Are there price restrictions on property purchases?
Unlike other schemes for first home buyers, there are no strict price caps on property that can be purchased using a deposit saved up under the First Home Super Saver Scheme.
What if I change my mind and don’t want to buy a property?
According to the ATO , once you’ve applied to withdraw your contributions and they’ve been released you’ll have 12 months to sign a contract to purchase or build a home. However, if you change your mind or your plans fall through, some of the options available include:
- The ATO can grant you an extension
- You can deposit the contributions back into your superannuation. Bear in mind, the exact amount you can re-contribute might be different to the amount that was released to you
- You can keep hold of the contributions, though they will incur an additional tax (FHSS tax)
Are there other schemes for first home buyers?

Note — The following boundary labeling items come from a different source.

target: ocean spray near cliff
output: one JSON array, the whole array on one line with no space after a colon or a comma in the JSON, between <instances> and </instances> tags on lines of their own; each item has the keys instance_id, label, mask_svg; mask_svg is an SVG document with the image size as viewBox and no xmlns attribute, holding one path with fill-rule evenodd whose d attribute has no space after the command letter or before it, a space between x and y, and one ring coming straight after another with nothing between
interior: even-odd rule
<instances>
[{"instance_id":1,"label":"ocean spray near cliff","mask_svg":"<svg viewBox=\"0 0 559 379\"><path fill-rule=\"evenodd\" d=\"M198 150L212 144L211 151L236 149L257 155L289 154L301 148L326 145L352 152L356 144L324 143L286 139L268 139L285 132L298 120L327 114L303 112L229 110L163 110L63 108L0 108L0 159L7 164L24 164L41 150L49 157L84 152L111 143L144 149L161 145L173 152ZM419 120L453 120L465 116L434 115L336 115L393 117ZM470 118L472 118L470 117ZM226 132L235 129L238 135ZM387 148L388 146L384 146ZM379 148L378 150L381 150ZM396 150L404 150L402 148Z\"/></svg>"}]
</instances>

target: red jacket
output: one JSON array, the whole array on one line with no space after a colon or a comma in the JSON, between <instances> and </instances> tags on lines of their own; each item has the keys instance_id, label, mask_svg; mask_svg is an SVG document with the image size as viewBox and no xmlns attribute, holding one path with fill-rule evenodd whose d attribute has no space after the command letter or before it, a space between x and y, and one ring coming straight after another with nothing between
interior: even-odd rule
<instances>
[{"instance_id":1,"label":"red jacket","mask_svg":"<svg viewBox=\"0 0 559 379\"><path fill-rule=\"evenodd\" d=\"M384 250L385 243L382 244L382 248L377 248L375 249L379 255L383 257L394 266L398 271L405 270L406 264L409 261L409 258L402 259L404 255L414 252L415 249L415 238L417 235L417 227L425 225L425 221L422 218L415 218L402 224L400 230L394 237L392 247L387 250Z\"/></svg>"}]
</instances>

Yes. In addition to the FHSSS, first time buyers may also be eligible for the Federal Government’s First Home Loan Deposit Scheme (FHLDS) which lets people take out a mortgage with a deposit as low as 5% without having to fork out for lenders mortgage insurance (LMI).
There’s also the Family Home Guarantee which allows eligible single parents with children to purchase a home with a deposit as low as 2%. Like the FHLDS, the government will guarantee the loan which means borrowers won’t need to pay lenders mortgage insurance.
Depending on where you live and the price of the property you’re intending to purchase, you may also be eligible for a stamp duty concession.
How much do I need to save for a home loan deposit?
The general rule of thumb is that you’ll want to save a deposit of at least 20% as that will allow you to avoid paying lender mortgage insurance (unless you’re eligible for one of the schemes above) when taking out a home loan.
For example, on a property worth $700,000 a 20% deposit would equate to $140,000. Of course, there are plenty of other variables to consider, so check out our home loan deposit guide for a more extensive run through.